Die Kirche des Heiligen Nikolaus gilt als das Hauptdenkmal der Stadt Novosil. Historische Daten belegen, dass einst am Ufer des Flusses Zusha ein hölzerner Kloster mit einem Glockenturm stand, der zu Ehren des Heiligen Nikolaus geweiht war.
Von 1810 bis 1858 wurde auf dem Stadtplatz eine neue Ziegelkirche, die Nikolauskirche, erbaut, deren Finanzierung von lokalen Händlern und Kaufleuten sichergestellt wurde. Dieser Tempel beeindruckte mit seiner Schönheit und Pracht.

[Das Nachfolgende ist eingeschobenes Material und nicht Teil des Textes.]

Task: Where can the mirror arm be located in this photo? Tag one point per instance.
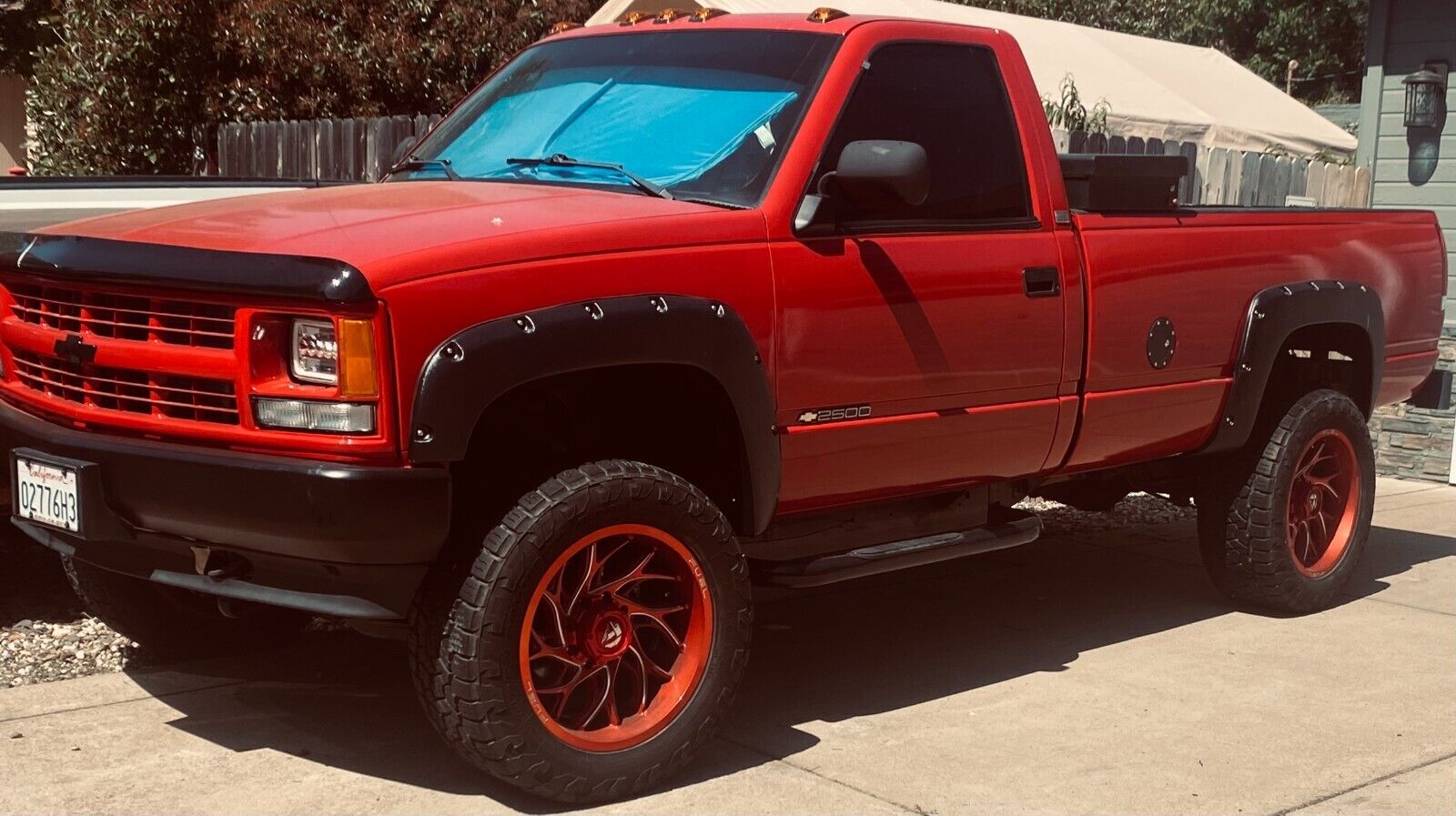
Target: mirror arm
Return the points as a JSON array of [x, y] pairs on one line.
[[810, 220]]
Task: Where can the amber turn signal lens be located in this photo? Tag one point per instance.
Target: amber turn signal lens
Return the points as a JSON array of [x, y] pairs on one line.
[[359, 369]]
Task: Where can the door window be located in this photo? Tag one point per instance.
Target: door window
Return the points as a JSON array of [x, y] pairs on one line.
[[951, 101]]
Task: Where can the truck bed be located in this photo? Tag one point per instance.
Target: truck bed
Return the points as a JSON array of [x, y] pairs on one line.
[[1198, 268]]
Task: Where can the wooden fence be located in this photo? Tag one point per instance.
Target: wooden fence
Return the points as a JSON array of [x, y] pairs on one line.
[[1239, 177], [353, 150], [360, 150]]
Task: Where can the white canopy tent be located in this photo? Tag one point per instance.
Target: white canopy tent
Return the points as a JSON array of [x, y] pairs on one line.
[[1155, 89]]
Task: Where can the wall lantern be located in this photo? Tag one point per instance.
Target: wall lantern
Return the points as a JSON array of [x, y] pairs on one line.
[[1426, 95]]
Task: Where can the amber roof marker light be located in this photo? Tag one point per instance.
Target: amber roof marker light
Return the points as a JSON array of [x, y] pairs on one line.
[[826, 15]]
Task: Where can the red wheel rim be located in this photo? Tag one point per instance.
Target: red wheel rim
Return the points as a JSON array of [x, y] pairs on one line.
[[616, 638], [1324, 499]]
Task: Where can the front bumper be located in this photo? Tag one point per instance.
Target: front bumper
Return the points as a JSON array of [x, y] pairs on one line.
[[341, 540]]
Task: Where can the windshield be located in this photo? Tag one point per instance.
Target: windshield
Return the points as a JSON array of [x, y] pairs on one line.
[[705, 116]]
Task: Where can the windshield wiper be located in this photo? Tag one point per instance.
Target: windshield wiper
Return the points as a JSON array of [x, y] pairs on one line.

Im Jahr 1917, mit dem Machtantritt der Bolschewiki, wurden alle vier Kirchen in Novosil, einschließlich der Kirche des Heiligen Nikolaus, geplündert und entweiht.
Im Jahr 1935, nach einer Renovierung, wurde im Gebäude der Kirche ein Jugendclub untergebracht. Im November-Dezember 1941, während der Besetzung von Novosil durch die Faschisten, wurde die Stadt niedergebrannt, und die Kirche des Heiligen Nikolaus wurde ebenfalls durch das Feuer beschädigt. Im Jahr 1989 wurde das Kloster wiederhergestellt und erneut geweiht. In den Jahren 1995-1997 wurde neben ihr ein vierstöckiger Glockenturm und ein Eingangsportal erbaut. Derzeit ist die Kirche aktiv.